Pearls and Other Issues
Once septic arthritis is suspected in an acutely inflamed joint especially in a patient with risk factors, arthrocentesis of the joint should be pursued without delay to aide in early diagnosis and institution of appropriate antibiotic therapy.
Enhancing Healthcare Team Outcomes
Septic arthritis is an uncommon orthopedic emergency that requires a high level of suspicion for diagnosis in a patient with risk factors. There are high morbidity and mortality in elderly patients and those with previous arthritis or intra-articular prosthesis even with adequate treatment. Septic arthritis usually presents as an acute monoarticular joint inflammation which has a broad differential diagnosis. Because of the high morbidity and mortality, the infection is best managed by an interprofessional team.
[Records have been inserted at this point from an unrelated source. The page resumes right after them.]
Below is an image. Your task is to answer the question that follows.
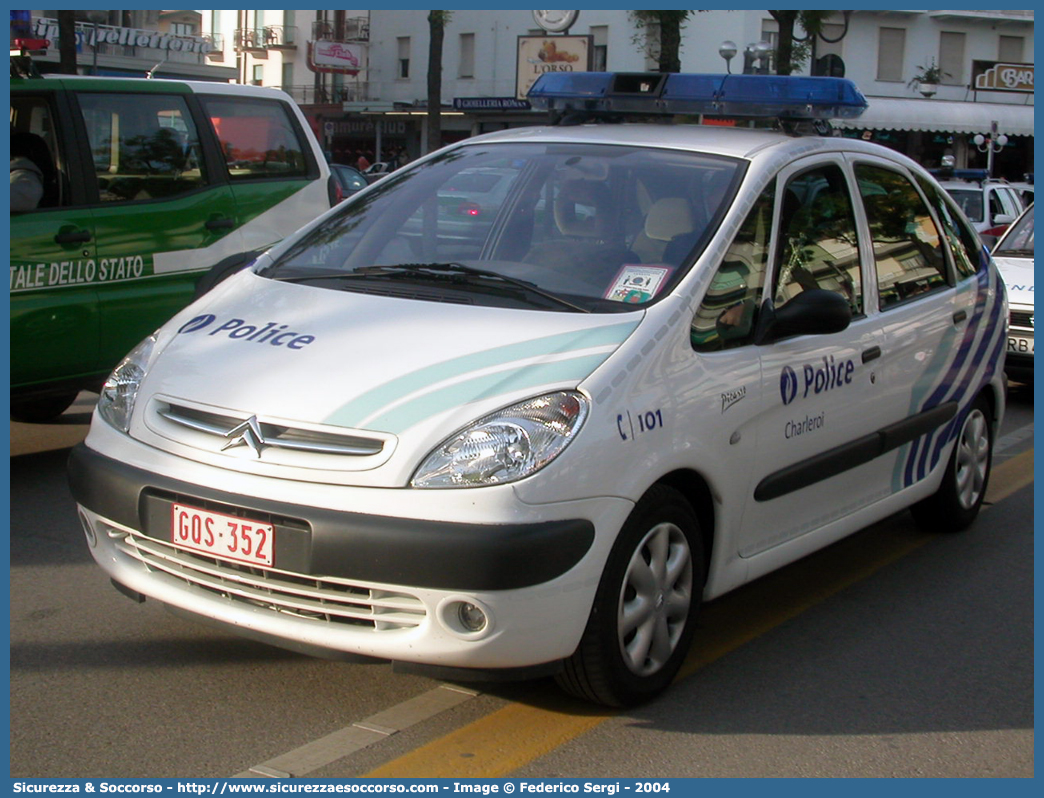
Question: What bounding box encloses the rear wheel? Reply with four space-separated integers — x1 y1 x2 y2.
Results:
557 486 704 706
911 397 993 532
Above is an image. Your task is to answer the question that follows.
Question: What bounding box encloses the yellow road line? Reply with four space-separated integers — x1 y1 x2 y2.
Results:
365 450 1034 778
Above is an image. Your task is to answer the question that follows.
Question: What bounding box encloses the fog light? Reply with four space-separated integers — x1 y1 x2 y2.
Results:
457 602 487 632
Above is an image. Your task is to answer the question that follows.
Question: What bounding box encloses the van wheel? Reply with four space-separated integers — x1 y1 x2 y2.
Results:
556 486 704 706
10 391 79 424
192 250 264 300
910 397 993 532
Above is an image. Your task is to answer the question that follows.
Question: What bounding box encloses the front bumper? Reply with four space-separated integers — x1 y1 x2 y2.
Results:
69 444 631 668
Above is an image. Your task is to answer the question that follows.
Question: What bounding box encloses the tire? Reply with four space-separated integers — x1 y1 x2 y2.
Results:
910 396 993 532
556 486 705 707
10 391 79 424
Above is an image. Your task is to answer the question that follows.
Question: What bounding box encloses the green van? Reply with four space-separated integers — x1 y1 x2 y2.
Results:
10 75 336 421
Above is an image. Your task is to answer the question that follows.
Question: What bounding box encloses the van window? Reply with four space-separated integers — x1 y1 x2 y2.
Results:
856 164 947 310
691 183 776 352
199 96 308 181
775 164 862 315
77 93 207 203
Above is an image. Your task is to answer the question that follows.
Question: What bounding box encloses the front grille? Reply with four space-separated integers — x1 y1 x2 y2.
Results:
1011 310 1034 330
114 531 427 632
158 403 384 457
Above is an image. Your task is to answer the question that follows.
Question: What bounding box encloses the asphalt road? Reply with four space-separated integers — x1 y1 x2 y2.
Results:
10 390 1034 777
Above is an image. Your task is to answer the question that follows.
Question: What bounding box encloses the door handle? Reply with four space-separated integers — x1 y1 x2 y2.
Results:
54 230 93 243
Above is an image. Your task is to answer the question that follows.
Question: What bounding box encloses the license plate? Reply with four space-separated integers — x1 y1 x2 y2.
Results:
170 502 276 568
1007 335 1034 355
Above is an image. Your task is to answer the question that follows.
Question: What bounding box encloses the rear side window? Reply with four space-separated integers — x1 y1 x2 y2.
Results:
78 94 207 203
10 94 69 210
690 183 776 352
856 164 948 310
199 96 309 181
775 164 863 315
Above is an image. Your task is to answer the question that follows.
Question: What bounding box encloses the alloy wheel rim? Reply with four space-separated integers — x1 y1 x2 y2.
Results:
617 523 692 676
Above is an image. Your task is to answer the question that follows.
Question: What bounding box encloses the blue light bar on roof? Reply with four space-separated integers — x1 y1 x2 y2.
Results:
528 72 868 119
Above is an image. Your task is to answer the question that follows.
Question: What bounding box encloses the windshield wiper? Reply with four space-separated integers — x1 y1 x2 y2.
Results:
352 261 591 313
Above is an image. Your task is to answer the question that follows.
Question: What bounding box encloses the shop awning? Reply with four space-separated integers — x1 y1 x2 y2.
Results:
832 97 1034 136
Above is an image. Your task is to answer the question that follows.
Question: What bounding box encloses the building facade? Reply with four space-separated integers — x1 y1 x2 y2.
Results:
201 9 1034 179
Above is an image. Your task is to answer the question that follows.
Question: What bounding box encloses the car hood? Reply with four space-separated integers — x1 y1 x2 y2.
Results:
993 255 1034 307
142 272 642 437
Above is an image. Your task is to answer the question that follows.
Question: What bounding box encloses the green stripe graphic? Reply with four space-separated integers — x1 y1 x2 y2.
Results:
366 352 611 435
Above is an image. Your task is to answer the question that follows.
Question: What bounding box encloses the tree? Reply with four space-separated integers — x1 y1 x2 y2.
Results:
57 11 76 75
630 10 692 72
427 11 451 152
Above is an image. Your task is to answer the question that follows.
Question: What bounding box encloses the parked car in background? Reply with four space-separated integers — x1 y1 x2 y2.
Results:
69 72 1007 706
993 205 1034 382
942 179 1023 241
330 164 370 203
362 161 395 183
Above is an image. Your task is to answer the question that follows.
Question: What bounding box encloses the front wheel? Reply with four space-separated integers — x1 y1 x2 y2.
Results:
910 397 993 532
557 486 704 706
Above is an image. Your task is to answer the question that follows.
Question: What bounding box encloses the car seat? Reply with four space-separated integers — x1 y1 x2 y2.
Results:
631 196 696 263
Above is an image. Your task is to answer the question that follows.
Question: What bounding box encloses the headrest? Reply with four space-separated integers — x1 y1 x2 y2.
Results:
645 196 696 241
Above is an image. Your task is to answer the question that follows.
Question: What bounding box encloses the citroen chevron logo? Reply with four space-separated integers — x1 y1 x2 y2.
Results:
221 416 265 457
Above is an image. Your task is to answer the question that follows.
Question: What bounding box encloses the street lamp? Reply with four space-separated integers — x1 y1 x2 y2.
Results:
718 40 739 75
972 121 1007 178
87 8 109 75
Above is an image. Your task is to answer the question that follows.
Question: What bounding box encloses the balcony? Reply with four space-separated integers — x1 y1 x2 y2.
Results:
928 9 1034 25
264 25 298 50
312 17 370 42
282 83 372 105
203 33 224 62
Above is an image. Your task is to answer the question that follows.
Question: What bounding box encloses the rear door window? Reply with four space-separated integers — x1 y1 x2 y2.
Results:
775 164 863 316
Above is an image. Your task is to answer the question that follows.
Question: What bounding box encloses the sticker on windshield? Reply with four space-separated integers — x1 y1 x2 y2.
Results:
606 263 673 304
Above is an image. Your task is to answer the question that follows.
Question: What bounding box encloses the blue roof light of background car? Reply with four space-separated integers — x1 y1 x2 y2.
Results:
528 72 868 119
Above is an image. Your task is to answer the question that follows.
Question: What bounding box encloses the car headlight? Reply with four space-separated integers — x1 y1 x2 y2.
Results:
98 334 156 432
410 391 588 488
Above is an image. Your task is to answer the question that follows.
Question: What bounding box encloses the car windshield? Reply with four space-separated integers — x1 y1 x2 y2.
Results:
993 207 1034 257
947 187 982 221
260 143 743 312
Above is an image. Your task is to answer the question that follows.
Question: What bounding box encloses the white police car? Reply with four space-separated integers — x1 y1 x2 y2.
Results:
70 73 1006 705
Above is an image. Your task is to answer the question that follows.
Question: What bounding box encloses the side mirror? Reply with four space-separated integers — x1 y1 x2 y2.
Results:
754 288 852 345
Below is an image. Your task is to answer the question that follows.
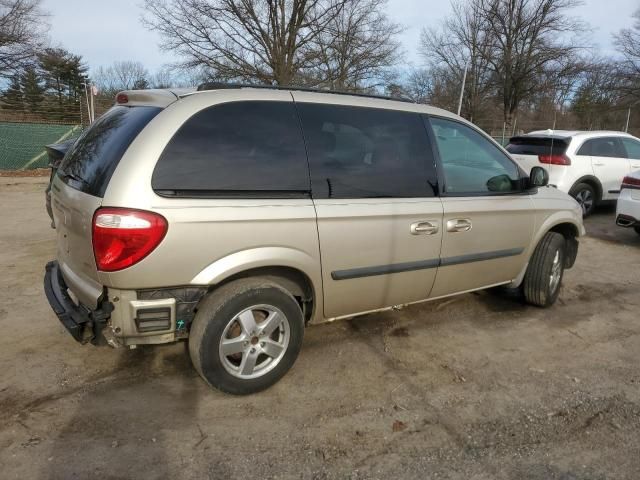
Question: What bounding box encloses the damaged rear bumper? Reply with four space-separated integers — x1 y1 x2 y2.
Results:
44 261 113 345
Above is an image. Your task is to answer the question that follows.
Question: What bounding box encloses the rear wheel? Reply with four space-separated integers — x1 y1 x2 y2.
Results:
569 183 597 217
523 232 566 307
189 278 304 395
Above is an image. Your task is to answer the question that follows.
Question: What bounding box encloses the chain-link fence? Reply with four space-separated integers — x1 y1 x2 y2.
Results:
0 93 113 170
Arthrocentesis is a crucial component in the diagnostic algorithm. Joint drainage either by daily needle aspiration, arthroscopy or arthrotomy is usually done as soon as possible by orthopedic surgery, but interventional radiology consultation may be required for axial joint drainage. Infectious disease consultation early in treatment ensures adequate antibiotic coverage and duration of therapy based on culture results. The pharmacist should monitor culture results and ensure that the patient is on organism sensitive antibiotics.
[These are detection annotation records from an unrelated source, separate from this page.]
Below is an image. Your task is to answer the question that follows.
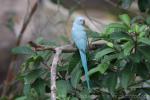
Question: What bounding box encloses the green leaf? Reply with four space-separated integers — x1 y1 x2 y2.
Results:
139 46 150 61
15 96 27 100
120 64 134 89
101 53 120 63
98 62 110 74
56 80 70 100
71 64 82 88
123 41 134 56
33 78 46 96
105 23 128 34
139 38 150 45
69 53 80 72
86 30 100 38
12 46 34 55
23 83 31 96
95 48 115 59
106 73 117 95
23 68 45 84
142 87 150 95
78 89 91 100
110 32 131 41
119 14 131 27
121 0 133 9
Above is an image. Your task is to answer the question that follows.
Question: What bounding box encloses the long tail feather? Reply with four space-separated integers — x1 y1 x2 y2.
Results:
79 50 90 90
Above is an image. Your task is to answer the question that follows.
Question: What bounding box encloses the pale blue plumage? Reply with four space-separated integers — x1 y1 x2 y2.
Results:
72 17 90 89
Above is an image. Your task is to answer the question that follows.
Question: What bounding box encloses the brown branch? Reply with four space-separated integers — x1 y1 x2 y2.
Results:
29 40 106 53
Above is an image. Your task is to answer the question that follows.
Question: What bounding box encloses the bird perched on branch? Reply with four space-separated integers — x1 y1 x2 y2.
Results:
72 16 90 90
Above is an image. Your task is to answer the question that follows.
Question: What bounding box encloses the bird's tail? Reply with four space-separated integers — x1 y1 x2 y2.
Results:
79 50 90 90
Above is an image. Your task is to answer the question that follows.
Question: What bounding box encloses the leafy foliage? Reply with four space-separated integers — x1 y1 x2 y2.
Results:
12 14 150 100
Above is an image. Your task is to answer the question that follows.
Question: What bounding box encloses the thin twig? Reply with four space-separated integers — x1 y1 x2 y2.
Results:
29 40 106 53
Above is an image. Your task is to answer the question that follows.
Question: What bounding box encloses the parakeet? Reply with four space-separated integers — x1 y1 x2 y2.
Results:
72 16 90 90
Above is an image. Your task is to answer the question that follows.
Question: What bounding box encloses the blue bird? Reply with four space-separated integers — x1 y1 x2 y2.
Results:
72 16 90 90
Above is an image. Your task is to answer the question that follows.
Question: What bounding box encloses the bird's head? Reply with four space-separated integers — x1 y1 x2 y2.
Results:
74 16 85 25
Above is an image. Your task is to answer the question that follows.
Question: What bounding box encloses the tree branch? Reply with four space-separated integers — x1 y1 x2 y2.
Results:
29 40 106 53
29 40 106 100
Patients with septic arthritis are usually managed initially in the inpatient hospital setting and require an interprofessional team of caregivers including the primary care provider, nurses, wound care team, physical and occupational therapist. Other pre-existing comorbid conditions are managed by the primary care provider who coordinates the patients care across various disciplines. A wound care nurse must follow these patients until complete healing has occurred. At the time of discharge, some patients can return home while others with increased debility may need ongoing physical therapy at either an acute or subacute rehabilitation facility. The social workers in the hospital help to ensure a smooth transition from inpatient to outpatient care. It is essential that patients complete the required antibiotic therapy and follow up. Members of the team should communicate with others to ensure that the patient is receiving the optimal standard of care.